Taylor Schreiber: Sure. Yes, good morning Yigal. Thanks for the questions. As Lini mentioned, 88% of the patients enrolled to date in the PROC study progressed within the first six months of platinum. And so this is a fairly homogeneous poor prognosis group with rapid kinetics of disease. And we really – as Lini alluded to before, the size of the data set is not large enough where we can try to distinguish between did it make a difference if the patient progressed on platinum within one to three versus three to six months. All that we can say is that all of these patients were rapidly resistant to primary platinum. And then with regard to whether there’s a difference in the subpopulations or TP53 mutant AML versus higher-risk MDS in conjunction with azacitidine, we’re looking forward to sharing more data there soon with the frontline cohorts.
And what I can say is that it’s always been a little bit of a mystery why the TP53 mutant AML patients with some prior studies seem to do a bit better than the TP53 wild-type patients because otherwise, those are quite similar diseases. And one of the hypotheses that’s been out there in the literature is that the TP53 mutant patients seem to have a higher mutational burden. Perhaps there were more tumor-infiltrating CD8+ T cells, i.e., perhaps it was a more immunogenic tumor to start than some of the TP53 wild-type patients. And part of the value proposition of adding a CD40 agonist to a CD47 inhibitor was framed around the expectation that some of those characteristics might be normalized because of the immune-activating potential of CD40.

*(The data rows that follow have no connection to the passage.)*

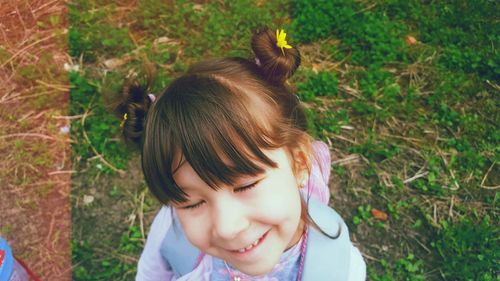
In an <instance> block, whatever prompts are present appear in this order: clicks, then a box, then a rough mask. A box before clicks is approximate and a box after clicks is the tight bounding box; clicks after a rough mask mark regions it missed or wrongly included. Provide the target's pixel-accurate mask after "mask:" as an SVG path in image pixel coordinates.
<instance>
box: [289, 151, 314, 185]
mask: <svg viewBox="0 0 500 281" xmlns="http://www.w3.org/2000/svg"><path fill="white" fill-rule="evenodd" d="M291 154H292V168H293V172H294V174H295V178H296V180H297V184H298V186H299V187H303V186H305V185H306V184H307V181H308V180H309V167H310V159H309V153H308V151H307V150H306V149H305V147H304V146H302V145H301V146H298V147H296V148H294V149H292V150H291Z"/></svg>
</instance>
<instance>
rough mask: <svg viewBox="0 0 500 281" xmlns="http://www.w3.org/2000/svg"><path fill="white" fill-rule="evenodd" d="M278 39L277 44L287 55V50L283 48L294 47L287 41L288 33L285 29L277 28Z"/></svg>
mask: <svg viewBox="0 0 500 281" xmlns="http://www.w3.org/2000/svg"><path fill="white" fill-rule="evenodd" d="M276 40H277V42H276V46H278V47H279V48H280V49H281V52H282V53H283V55H285V50H283V48H286V49H291V48H292V46H290V45H288V43H287V42H286V33H285V31H284V30H283V29H282V30H281V31H280V30H279V29H276Z"/></svg>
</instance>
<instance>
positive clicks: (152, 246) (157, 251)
mask: <svg viewBox="0 0 500 281" xmlns="http://www.w3.org/2000/svg"><path fill="white" fill-rule="evenodd" d="M171 225H172V210H171V209H170V208H169V207H167V206H163V207H162V208H161V209H160V211H159V212H158V214H157V215H156V217H155V218H154V220H153V223H152V224H151V229H150V231H149V234H148V238H147V240H146V245H145V246H144V250H143V251H142V254H141V257H140V259H139V264H138V266H137V275H136V276H135V280H136V281H170V280H173V279H174V273H173V271H172V269H171V267H170V265H169V264H168V263H167V261H166V260H165V259H164V258H163V257H162V256H161V254H160V248H161V244H162V241H163V239H164V238H165V235H166V234H167V231H168V229H169V228H170V226H171Z"/></svg>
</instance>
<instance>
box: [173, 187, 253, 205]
mask: <svg viewBox="0 0 500 281" xmlns="http://www.w3.org/2000/svg"><path fill="white" fill-rule="evenodd" d="M259 182H260V180H258V181H256V182H254V183H252V184H249V185H245V186H242V187H239V188H235V189H234V192H236V193H241V192H245V191H248V190H250V189H252V188H254V187H255V186H256V185H257V184H258V183H259ZM204 203H205V201H201V202H198V203H196V204H193V205H189V206H185V207H182V209H186V210H194V209H197V208H199V207H201V205H203V204H204Z"/></svg>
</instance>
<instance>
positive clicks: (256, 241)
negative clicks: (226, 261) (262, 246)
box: [238, 238, 260, 253]
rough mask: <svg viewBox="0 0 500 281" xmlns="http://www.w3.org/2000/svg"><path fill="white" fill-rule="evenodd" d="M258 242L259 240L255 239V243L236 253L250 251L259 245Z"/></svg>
mask: <svg viewBox="0 0 500 281" xmlns="http://www.w3.org/2000/svg"><path fill="white" fill-rule="evenodd" d="M259 241H260V238H259V239H257V240H255V242H253V243H252V244H250V245H249V246H248V247H245V248H241V249H239V250H238V252H240V253H244V252H246V251H248V250H250V249H252V248H253V247H255V246H256V245H257V244H258V243H259Z"/></svg>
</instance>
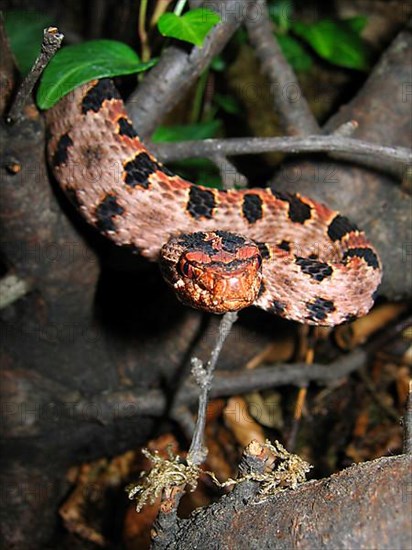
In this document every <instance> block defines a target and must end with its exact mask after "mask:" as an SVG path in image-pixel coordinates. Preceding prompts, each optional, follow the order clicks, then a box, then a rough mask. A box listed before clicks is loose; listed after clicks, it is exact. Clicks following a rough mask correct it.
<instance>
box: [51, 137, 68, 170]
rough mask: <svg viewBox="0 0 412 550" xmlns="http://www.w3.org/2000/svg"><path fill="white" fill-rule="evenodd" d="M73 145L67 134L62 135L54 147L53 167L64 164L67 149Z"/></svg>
mask: <svg viewBox="0 0 412 550" xmlns="http://www.w3.org/2000/svg"><path fill="white" fill-rule="evenodd" d="M72 145H73V141H72V139H71V137H70V136H69V134H63V135H62V136H61V138H60V139H59V141H58V142H57V145H56V152H55V153H54V155H53V161H52V162H53V166H60V165H61V164H65V163H66V161H67V157H68V148H69V147H71V146H72Z"/></svg>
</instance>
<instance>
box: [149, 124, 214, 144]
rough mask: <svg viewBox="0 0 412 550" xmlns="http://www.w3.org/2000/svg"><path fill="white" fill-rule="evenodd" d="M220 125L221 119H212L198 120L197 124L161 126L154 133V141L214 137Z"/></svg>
mask: <svg viewBox="0 0 412 550" xmlns="http://www.w3.org/2000/svg"><path fill="white" fill-rule="evenodd" d="M220 127H221V121H220V120H210V121H209V122H197V123H195V124H185V125H183V124H182V125H180V124H176V125H175V126H159V127H158V128H157V129H156V131H155V132H154V134H153V135H152V141H153V142H161V141H185V140H190V139H208V138H212V137H214V136H215V135H216V132H217V131H218V130H219V129H220Z"/></svg>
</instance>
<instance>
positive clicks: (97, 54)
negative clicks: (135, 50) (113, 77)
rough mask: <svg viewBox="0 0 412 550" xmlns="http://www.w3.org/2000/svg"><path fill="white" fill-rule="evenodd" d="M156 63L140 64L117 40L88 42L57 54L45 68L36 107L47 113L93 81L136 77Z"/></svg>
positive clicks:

And so it’s certainly something that we’re looking at. And a priori, we can’t necessarily say that, that would indeed be the case, but we’ll be sharing data soon and following that over the next six to nine months.
Yigal Nochomovitz: Okay. Thank you.
Taylor Schreiber: You’re welcome.
Operator: And your next question comes from the line of Gil Blum of Needham & Company. Your line is open.
Gil Blum: Hey, good morning and thanks for taking our question. So maybe just to focus here on the ovarian cancer. What would you gauge as a go/no-go decision on PLD plus SL-172154? And – how relevant is PLD these days and PROC? I mean you faced some enrollment challenges here. So I’d love your $0.02 here. And I have a follow-up.
Taylor Schreiber: Yes, good morning Gil and thanks for the question. I mean, I can tell you that when we first started this study, there were many investigators who only joined the study because of the ELAHERE arm because as is highlighted by the JAVELIN study, PLD doesn’t help very much in these patients. And – it’s now – it took us about as long to enroll the first five patients in the study as it has to now complete this – complete enrollment in the study. And perceptions can be changed by data, right? And I think we’re starting to see that SL-172154 is adding something in both heme and solids. And certainly, and – people always seem to shy away from the word synergy, and we can’t say that quite yet. But if these data hold, then that’s what this will mean in the PLD setting.
This is an all-comer population and a response rate in excess of 25% in an all-comer PROC setting, non-biomarker selected in and of itself could be meaningful and could be very meaningful if it is accompanied by a duration of response that exceeds five months. And so those are benchmarks that we will be looking toward as we – as the data mature over the first half of next year. And similar to my comments on the TP53 mutant AML cohort in terms of what the next step would be, we’d be looking at an incremental expansion of the current study somewhere between adding 20 and 40 patients or so to confirm the results and to enroll those patients with our current momentum. And that would be the basis then of a regulatory discussion for the first registration-direct study.